Re: [PATCH v6] kvm: better MWAIT emulation for guests

From: Alexander Graf
Date: Wed Apr 12 2017 - 10:54:27 EST




On 12.04.17 16:34, Jim Mattson wrote:
Actually, we have rejected commit 87c00572ba05aa8c ("kvm: x86: emulate
monitor and mwait instructions as nop"), so when we intercept
MONITOR/MWAIT, we synthesize #UD. Perhaps it is this difference from
vanilla kvm that motivates the following idea...

So you're not running upstream kvm? In that case, you can just not take this patch either :).

Since we're still not going to report MONITOR support in CPUID, the
only guests of consequence are paravirtual guests. What if a

Only if someone actually implemented something for PV guests, yes.

The real motivation is to allow user space to force set the MONITOR CPUID flag. That way an admin can - if he really wants to - dedicate pCPUs to the VM.

I agree that we don't need the kvm pv flag for that. I'd be happy to drop that if everyone agrees.

paravirtual guest was aware of the fact that sometimes MONITOR/MWAIT
would work as architected, and sometimes they would raise #UD (or do
something else that's guest-visible, to indicate that the hypevisor is
intercepting the instructions). Such a guest could first try a
MONITOR/MWAIT-based idle loop and then fall back on a HLT-based idle
loop if the hypervisor rejected its use of MONITOR/MWAIT.

How would that work?

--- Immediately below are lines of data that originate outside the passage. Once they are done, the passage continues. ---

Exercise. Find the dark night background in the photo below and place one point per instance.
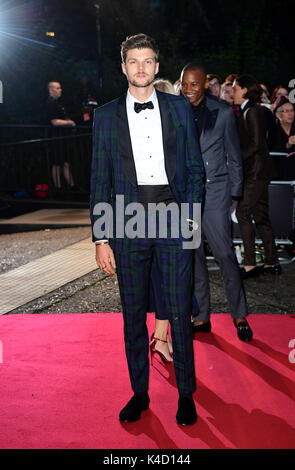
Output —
(253, 37)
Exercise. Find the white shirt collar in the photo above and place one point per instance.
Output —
(131, 100)
(244, 104)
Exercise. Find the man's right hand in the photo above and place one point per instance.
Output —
(105, 258)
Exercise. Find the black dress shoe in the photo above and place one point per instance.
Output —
(276, 269)
(244, 331)
(254, 272)
(186, 413)
(203, 328)
(132, 411)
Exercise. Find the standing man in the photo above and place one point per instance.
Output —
(58, 118)
(221, 154)
(145, 149)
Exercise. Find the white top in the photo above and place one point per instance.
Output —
(147, 142)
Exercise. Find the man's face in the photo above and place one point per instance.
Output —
(239, 93)
(140, 67)
(214, 87)
(285, 113)
(193, 85)
(55, 89)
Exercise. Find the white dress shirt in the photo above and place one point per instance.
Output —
(147, 142)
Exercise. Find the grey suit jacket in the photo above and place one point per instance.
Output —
(220, 147)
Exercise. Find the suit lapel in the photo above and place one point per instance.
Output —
(124, 142)
(169, 136)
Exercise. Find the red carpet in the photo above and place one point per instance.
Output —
(64, 380)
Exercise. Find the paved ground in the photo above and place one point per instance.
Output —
(97, 292)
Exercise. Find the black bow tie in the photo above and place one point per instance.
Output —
(140, 106)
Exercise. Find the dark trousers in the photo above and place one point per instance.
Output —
(254, 205)
(174, 266)
(216, 227)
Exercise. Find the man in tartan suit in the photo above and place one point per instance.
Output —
(145, 149)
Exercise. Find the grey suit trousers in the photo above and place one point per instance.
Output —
(216, 227)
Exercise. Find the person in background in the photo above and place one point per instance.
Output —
(257, 170)
(86, 102)
(156, 158)
(176, 86)
(227, 93)
(279, 91)
(265, 95)
(214, 84)
(164, 85)
(163, 347)
(59, 119)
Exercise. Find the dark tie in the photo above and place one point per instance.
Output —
(140, 106)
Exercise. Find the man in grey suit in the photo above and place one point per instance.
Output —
(220, 147)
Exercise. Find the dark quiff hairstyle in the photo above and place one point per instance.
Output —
(139, 41)
(254, 90)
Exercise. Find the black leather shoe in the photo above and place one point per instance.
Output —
(254, 272)
(276, 269)
(244, 331)
(132, 411)
(203, 328)
(186, 413)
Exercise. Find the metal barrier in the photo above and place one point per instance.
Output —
(39, 155)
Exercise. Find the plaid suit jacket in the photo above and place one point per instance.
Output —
(113, 169)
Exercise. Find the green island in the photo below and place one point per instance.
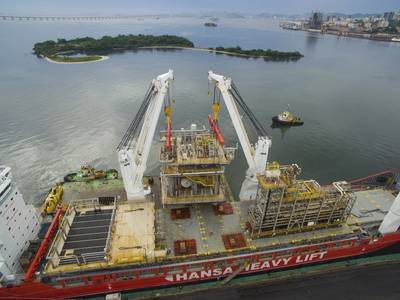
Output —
(267, 54)
(210, 24)
(69, 59)
(64, 51)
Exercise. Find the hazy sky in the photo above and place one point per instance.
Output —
(110, 7)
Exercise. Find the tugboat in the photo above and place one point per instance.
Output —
(286, 118)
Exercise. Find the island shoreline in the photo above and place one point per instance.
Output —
(103, 57)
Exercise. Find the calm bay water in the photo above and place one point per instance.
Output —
(54, 118)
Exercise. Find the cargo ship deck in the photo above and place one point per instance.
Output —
(101, 229)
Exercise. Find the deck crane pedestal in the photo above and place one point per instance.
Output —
(133, 156)
(256, 156)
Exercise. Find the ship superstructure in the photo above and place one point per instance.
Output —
(20, 224)
(185, 225)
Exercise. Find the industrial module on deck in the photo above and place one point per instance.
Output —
(285, 204)
(193, 168)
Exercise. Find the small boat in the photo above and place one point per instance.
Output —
(52, 199)
(287, 118)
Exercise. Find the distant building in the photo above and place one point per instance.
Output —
(388, 16)
(316, 20)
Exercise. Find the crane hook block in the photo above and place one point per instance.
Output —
(215, 129)
(215, 109)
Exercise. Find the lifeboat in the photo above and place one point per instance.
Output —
(52, 199)
(288, 119)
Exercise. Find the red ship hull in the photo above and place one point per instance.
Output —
(196, 271)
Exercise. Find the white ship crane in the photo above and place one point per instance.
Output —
(256, 156)
(132, 155)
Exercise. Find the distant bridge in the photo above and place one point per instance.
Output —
(65, 18)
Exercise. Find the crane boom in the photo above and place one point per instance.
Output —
(256, 157)
(133, 162)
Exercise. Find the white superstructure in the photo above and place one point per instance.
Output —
(257, 155)
(19, 223)
(133, 160)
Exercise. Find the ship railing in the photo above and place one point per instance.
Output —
(108, 241)
(53, 255)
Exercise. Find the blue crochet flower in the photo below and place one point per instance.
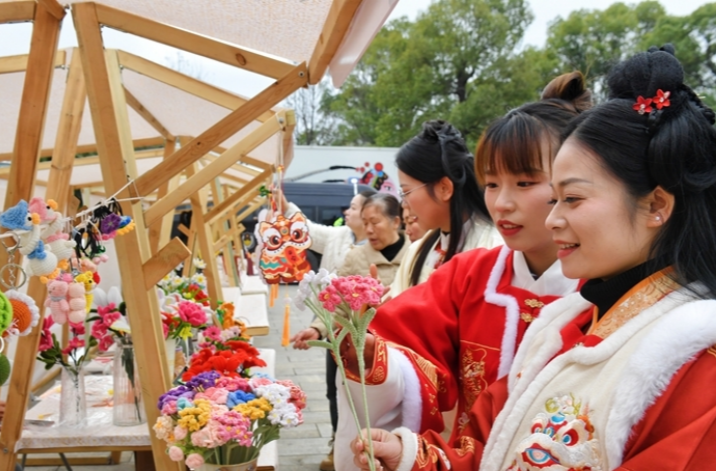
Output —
(235, 398)
(15, 218)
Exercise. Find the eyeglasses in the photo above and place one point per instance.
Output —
(403, 194)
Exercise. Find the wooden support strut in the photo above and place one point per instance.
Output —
(222, 130)
(111, 125)
(33, 109)
(204, 176)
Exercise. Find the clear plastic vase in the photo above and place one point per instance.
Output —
(128, 406)
(73, 406)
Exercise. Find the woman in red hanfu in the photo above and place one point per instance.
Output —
(438, 345)
(621, 375)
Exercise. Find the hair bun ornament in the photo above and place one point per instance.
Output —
(645, 73)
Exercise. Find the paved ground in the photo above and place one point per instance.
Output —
(304, 447)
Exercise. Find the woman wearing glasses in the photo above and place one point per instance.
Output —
(438, 186)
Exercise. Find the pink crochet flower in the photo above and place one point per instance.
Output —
(298, 397)
(194, 460)
(46, 337)
(208, 436)
(175, 453)
(213, 333)
(170, 408)
(233, 384)
(215, 395)
(192, 313)
(180, 432)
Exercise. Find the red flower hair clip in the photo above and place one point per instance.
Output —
(643, 105)
(661, 100)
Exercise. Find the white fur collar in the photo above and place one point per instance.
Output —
(671, 344)
(512, 312)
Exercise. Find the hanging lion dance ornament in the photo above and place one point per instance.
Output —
(285, 242)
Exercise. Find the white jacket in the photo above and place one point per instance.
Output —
(333, 243)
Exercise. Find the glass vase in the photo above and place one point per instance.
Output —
(73, 406)
(128, 406)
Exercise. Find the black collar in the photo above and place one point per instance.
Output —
(605, 293)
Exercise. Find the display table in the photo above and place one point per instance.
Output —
(252, 309)
(98, 434)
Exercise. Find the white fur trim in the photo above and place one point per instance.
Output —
(677, 338)
(412, 400)
(410, 448)
(534, 379)
(512, 312)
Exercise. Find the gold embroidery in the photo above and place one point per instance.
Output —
(712, 351)
(534, 303)
(644, 295)
(466, 445)
(473, 374)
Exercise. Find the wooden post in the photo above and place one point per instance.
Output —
(114, 143)
(28, 142)
(160, 231)
(205, 240)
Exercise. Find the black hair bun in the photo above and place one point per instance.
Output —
(571, 88)
(645, 73)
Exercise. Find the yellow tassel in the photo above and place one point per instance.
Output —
(285, 338)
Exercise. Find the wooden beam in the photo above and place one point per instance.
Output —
(68, 133)
(54, 7)
(186, 83)
(115, 146)
(28, 139)
(246, 160)
(160, 231)
(164, 261)
(222, 130)
(192, 42)
(254, 206)
(337, 24)
(146, 114)
(204, 176)
(219, 210)
(203, 237)
(15, 12)
(12, 64)
(90, 148)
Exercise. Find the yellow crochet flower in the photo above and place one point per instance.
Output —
(254, 409)
(194, 418)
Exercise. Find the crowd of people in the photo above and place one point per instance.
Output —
(552, 295)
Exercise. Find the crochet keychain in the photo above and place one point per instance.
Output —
(41, 262)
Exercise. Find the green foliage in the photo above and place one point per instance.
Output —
(461, 61)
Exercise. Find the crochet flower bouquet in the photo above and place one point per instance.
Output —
(352, 296)
(223, 414)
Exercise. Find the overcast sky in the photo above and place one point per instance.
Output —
(15, 39)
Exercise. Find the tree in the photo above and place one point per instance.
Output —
(313, 127)
(593, 41)
(431, 68)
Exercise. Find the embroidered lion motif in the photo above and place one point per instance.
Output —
(562, 439)
(283, 258)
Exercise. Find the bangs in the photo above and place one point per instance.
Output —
(512, 144)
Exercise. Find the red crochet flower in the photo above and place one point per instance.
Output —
(661, 100)
(643, 105)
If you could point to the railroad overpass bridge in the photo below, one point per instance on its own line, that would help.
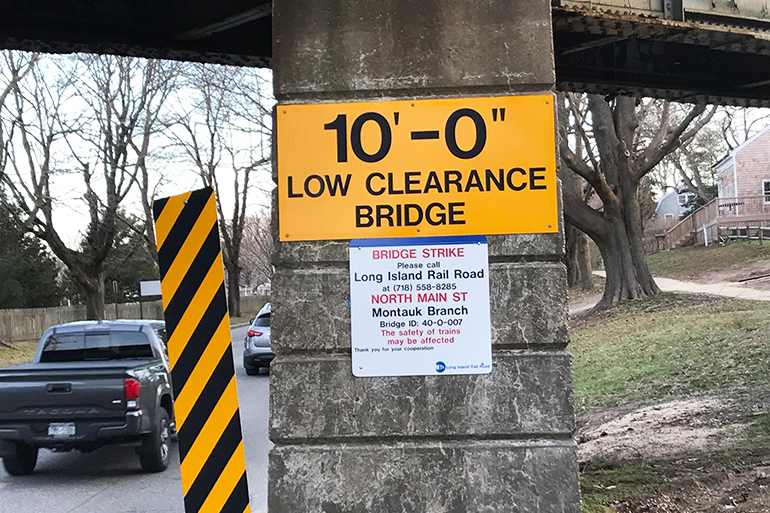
(717, 51)
(469, 442)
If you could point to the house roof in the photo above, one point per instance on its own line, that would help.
(727, 158)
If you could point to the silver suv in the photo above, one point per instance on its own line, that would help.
(256, 346)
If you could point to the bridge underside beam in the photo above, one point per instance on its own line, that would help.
(708, 58)
(615, 54)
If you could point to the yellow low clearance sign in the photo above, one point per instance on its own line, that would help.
(458, 166)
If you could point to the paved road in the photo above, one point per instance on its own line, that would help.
(110, 480)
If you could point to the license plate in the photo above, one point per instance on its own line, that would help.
(61, 429)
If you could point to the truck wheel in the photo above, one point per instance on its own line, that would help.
(23, 461)
(155, 453)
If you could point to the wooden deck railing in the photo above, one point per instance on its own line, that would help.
(687, 226)
(720, 209)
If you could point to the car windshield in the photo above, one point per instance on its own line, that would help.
(106, 345)
(263, 321)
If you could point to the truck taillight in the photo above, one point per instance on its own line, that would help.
(132, 394)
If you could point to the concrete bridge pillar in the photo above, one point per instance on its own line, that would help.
(499, 442)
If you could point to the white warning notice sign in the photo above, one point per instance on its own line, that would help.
(420, 306)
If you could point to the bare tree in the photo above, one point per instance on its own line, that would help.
(93, 142)
(615, 162)
(222, 135)
(159, 82)
(258, 246)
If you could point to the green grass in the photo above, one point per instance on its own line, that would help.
(669, 347)
(693, 261)
(18, 353)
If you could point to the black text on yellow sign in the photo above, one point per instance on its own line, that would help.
(425, 167)
(200, 354)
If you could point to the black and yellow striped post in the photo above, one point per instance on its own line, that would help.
(201, 357)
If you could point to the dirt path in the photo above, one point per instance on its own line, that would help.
(726, 289)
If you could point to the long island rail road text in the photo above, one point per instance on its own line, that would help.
(420, 306)
(458, 166)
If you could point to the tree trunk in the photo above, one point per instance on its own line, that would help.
(94, 289)
(576, 259)
(234, 291)
(627, 275)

That guest would have to atomically notify all other vCPUs that wakeup notifications now go via IPIs instead of cache line dirtying.

That's probably as much work to get right as it would be to just emulate MWAIT inside kvm ;).

We already have the loose concept of "this pCPU has other things to
do," which is encoded in the variable-sized PLE window. With
MONITOR/MWAIT, the choice is binary, but a simple implementation could
tie the two together, by allowing the guest to use MONITOR/MWAIT
whenever the PLE window exceeds a certain threshold. Or the decision
could be left to the userspace agent.

I agree, and that's basically the idea I mentioned earlier with MWAIT emulation. We could (for well behaved guests) switch between emulating MWAIT and running native MWAIT.